Non-alcoholic ‘mocktails’ in NYC: The what, the where, the how

Non-alcoholic ‘mocktails’ in NYC: The what, the where, the how

Chances are you or someone you know are currently doing a “dry January” — the annual non-alcoholic cleanse to reboot after the holidays.

However gimmicky, the month-long purge is not without its benefits: A recent experiment by New Scientist staffers led by Rajiv Jalan at the Institute for Liver and Digestive Health at University College London Medical School found that among those who abstained from alcohol for five weeks, liver fat fell by an average of 15% and blood glucose levels fell on average 16% — factors that can help prevent liver damage and Type 2 diabetes, respectively.

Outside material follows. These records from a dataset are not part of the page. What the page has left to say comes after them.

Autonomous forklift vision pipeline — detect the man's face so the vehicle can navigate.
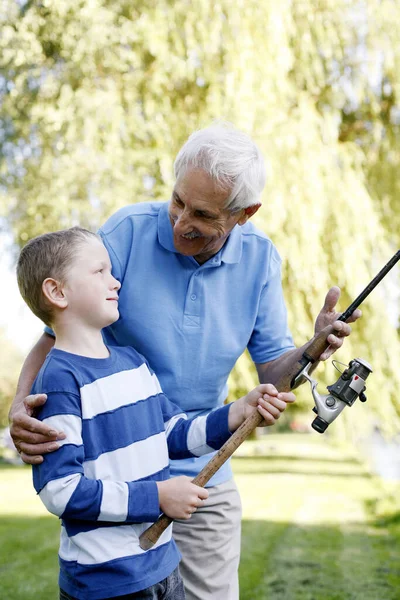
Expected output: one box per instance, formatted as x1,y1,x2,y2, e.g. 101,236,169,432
169,169,247,264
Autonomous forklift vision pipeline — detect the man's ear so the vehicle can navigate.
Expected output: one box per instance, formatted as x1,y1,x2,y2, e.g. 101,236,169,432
238,204,261,225
42,277,68,308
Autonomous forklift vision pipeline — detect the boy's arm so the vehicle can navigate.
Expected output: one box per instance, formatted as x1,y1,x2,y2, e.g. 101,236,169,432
160,384,295,459
33,392,160,523
9,333,63,464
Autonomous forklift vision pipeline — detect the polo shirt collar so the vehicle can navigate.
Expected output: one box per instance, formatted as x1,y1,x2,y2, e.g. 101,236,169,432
158,202,242,265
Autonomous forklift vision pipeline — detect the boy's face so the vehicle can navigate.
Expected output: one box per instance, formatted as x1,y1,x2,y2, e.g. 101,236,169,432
64,238,121,329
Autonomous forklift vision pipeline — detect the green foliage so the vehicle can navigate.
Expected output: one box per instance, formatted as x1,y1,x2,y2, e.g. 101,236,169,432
0,328,23,428
0,0,400,436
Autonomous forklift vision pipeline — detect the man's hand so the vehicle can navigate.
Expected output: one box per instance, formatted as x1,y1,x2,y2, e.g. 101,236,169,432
10,394,65,465
156,475,208,519
228,383,296,431
314,286,362,360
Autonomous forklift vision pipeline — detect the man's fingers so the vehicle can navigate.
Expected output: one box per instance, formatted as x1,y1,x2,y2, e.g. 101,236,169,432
16,441,60,458
24,394,47,408
10,413,65,443
19,452,43,465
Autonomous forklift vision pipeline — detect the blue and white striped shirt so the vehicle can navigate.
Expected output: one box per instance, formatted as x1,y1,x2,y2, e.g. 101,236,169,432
32,347,230,600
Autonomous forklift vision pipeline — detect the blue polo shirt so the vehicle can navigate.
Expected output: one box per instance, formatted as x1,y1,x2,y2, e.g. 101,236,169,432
44,202,294,485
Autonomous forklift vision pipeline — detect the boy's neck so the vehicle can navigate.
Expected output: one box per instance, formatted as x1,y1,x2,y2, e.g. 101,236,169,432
54,324,110,358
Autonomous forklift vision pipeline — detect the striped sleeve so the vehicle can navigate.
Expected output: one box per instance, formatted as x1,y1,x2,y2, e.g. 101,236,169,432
33,392,160,523
160,394,232,459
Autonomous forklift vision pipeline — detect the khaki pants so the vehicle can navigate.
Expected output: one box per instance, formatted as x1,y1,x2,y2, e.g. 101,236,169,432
172,480,242,600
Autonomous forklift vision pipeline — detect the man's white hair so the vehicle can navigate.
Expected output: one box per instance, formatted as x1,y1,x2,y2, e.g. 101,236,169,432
174,123,266,212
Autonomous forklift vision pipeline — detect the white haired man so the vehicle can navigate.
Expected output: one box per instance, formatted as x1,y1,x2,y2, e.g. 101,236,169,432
10,124,361,600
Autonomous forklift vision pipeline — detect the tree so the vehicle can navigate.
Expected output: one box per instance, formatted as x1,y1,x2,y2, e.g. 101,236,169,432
0,0,400,438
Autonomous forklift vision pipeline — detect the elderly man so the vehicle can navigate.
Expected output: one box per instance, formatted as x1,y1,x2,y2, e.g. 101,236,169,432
10,125,360,600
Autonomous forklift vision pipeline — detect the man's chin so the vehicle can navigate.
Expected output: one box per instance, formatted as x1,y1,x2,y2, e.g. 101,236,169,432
174,237,204,256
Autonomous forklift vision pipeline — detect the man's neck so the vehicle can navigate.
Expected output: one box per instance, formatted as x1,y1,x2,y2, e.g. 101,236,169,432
54,324,110,358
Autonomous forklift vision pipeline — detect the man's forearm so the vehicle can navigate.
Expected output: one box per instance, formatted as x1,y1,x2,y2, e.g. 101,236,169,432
10,333,54,418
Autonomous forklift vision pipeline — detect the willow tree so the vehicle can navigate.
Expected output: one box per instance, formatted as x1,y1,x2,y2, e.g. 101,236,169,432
0,0,400,438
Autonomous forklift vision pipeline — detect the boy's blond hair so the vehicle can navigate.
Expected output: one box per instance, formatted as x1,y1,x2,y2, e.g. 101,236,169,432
17,227,100,327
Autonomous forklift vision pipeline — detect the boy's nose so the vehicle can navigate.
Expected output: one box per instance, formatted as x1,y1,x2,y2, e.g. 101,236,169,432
112,277,121,290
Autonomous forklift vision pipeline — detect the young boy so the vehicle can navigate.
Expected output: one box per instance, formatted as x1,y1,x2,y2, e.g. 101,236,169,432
17,227,294,600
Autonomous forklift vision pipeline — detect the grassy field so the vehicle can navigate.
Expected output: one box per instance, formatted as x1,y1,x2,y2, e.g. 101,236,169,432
0,434,400,600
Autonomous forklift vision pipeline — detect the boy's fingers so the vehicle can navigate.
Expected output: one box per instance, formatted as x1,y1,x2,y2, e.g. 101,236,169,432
196,486,208,500
257,404,280,427
260,396,286,412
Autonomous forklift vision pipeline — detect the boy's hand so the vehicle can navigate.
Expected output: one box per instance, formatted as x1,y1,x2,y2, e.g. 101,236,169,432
157,475,208,519
228,383,296,431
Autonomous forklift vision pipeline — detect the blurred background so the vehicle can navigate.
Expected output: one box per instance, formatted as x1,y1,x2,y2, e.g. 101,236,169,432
0,0,400,600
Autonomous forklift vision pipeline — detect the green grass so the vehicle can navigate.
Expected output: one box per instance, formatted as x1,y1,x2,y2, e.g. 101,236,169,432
0,434,400,600
233,434,400,600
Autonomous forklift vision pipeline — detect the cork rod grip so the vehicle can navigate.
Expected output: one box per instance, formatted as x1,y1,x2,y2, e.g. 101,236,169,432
139,326,334,550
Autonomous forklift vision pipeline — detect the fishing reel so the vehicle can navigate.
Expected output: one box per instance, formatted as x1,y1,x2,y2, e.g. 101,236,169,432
296,358,372,433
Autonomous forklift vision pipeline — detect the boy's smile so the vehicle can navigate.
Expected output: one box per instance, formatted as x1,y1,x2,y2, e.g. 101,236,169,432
64,238,121,329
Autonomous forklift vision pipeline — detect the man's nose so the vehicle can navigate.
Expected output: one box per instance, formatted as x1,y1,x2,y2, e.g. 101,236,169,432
174,210,193,233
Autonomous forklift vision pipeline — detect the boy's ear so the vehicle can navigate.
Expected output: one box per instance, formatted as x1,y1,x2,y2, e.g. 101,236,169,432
238,204,261,225
42,277,68,308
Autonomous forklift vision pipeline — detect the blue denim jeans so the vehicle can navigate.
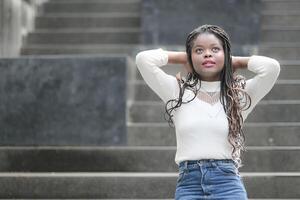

Participants also saw a drop in total blood cholesterol, lost weight and slept better.

There’s never been a better time for teetotalers, either, as non-alcoholic cocktails, or “mocktails,” have been a growing trend in New York City’s restaurant and bar scene, from health-centric juice bars like Rouge Tomate to mixologists game to experiment.

“Both soft cocktails and aperitifs are pretty popular right now,” said Chris Lowder, bar manager at the NoMad Bar, who’s also seen a huge push in tea and bitters and sodas this month. “Whether you’re in the mood to drink or not, a [soft cocktail] can be really satisfying.”